キャリア

貯蓄が趣味、1000万円貯まったらその後どうしたらいい?

FPの家計相談シリーズ

読者のみなさんからいただいた家計や保険、ローンなど、お金の悩みにプロのファイナンシャルプランナーが答えるFPの家計相談シリーズ

今回の相談者は、「貯蓄が趣味」という29歳の未婚女性。1000万円貯まりましたが、目的を持たずに貯めたため、これからどうしたらいいかわからないといいます。FPの伊藤亮太氏がお答えします。

貯蓄が趣味のようになっていて、一定額貯めました。よく「銀行に置いているだけじゃ増えない」「資産運用した方がいい」と言われるのですが、目的もなく貯めてきたので、今になってどうしたらいいのか迷っています。そもそも不勉強で、資産運用するにしても、まず何から手をつけたらいいのかわかりません。まわりでは生命保険に加入する人が増えてきたので、その必要性についても教えてください。


〈相談者プロフィール〉
・女性、29歳、未婚
・職業:会社員
・居住形態:賃貸(一人暮らし)
・毎月の世帯の手取り金額:35万円
・年間の手取りボーナス額:50万円
・毎月の世帯の支出目安:約18万円


【支出の内訳】
・住居費:9.3万円
・食費:2.5万円
・水道光熱費:1万円
・教育費:なし
・保険料:なし
・通信費:0.7万円
・車両費:なし
・お小遣い:3万円
・その他:1万円


【資産状況】
・毎月の貯蓄額:17万円
・現在の貯蓄総額:1000万円
・現在の投資総額:なし
・現在の負債総額:なし


伊藤: ファイナンシャル・プランナーの伊藤亮太です。
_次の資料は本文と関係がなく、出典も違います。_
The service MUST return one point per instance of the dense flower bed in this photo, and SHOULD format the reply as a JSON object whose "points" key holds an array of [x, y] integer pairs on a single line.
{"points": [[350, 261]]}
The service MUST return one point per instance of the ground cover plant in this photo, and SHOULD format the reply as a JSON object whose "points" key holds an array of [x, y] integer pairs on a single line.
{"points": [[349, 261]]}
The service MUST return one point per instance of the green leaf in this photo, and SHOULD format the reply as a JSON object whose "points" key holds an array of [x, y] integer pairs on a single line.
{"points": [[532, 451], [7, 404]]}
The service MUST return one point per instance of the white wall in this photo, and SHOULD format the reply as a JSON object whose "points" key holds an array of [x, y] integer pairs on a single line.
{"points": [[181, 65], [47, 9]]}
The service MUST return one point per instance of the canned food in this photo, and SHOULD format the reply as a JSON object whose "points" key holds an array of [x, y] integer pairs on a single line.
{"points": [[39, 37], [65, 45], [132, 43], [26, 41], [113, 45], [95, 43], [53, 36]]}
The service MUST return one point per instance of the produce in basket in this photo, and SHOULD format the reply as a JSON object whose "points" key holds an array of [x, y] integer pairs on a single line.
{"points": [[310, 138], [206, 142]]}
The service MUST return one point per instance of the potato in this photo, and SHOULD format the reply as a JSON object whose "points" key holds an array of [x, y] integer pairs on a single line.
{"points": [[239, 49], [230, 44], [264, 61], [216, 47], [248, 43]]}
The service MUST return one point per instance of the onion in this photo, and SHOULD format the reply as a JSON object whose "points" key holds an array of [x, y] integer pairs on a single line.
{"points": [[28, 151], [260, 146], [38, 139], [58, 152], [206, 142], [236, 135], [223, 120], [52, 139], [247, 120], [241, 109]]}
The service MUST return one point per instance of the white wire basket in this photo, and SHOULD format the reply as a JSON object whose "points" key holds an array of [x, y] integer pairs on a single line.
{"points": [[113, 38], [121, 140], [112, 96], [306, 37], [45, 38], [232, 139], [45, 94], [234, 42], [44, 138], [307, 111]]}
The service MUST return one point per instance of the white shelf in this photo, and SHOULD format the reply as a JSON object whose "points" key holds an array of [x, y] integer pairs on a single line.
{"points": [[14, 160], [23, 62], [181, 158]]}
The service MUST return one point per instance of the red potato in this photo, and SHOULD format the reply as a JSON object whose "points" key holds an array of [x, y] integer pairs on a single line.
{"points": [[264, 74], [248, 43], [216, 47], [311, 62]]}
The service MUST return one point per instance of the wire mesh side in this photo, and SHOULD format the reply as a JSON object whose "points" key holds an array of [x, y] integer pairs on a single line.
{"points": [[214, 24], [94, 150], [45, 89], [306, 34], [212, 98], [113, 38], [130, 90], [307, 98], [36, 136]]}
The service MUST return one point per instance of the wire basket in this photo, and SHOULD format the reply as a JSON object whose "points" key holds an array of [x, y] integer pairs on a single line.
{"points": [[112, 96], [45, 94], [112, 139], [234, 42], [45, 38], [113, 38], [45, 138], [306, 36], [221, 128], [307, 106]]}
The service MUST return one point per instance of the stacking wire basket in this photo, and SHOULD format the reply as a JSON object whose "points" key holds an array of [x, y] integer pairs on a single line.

ご相談者のような貯蓄が趣味という方は意外にいます。ただ、20代で貯蓄が1000万円以上ある方はそこまで多くはないことでしょう。これまでコツコツ貯めてきた成果と言えますね。何も迷うことはありません。趣味であれば、そのまま継続して貯蓄することも悪いことではありません。

ただ、もし何か我慢して貯蓄をしているのであれば、多少使ってもよいのではないでしょうか。その上で、資産運用を行うかどうかを考えていくべきです。貯蓄に関してストレスがないかどうか、まずは確認してください。

多くの人が何かしら資産運用を検討・実践している

次に考えていただきたいのは、ご自身で勉強しながら資産運用を学んでいく姿勢をとっていただきたいということ。周りに左右されてはブレが生じるだけで、ご自身の考え方や希望にそった運用は難しくなります。少しでも資産運用に興味があるのであれば、ぜひご自身で学ぶ姿勢をとるべきです。

ちなみに、金融広報委員会「家計の金融行動に関する世論調査〔単身世帯調査〕(2018年)」によれば、単身者で金融商品をいずれも保有していない方は5.6%となっています。つまり、何かしら運用している方が大半とわかります。これは、昨今の金利情勢を反映しているのであろうことと、老後資金などによる不安から資産運用を始める人が増えていることが想定されます。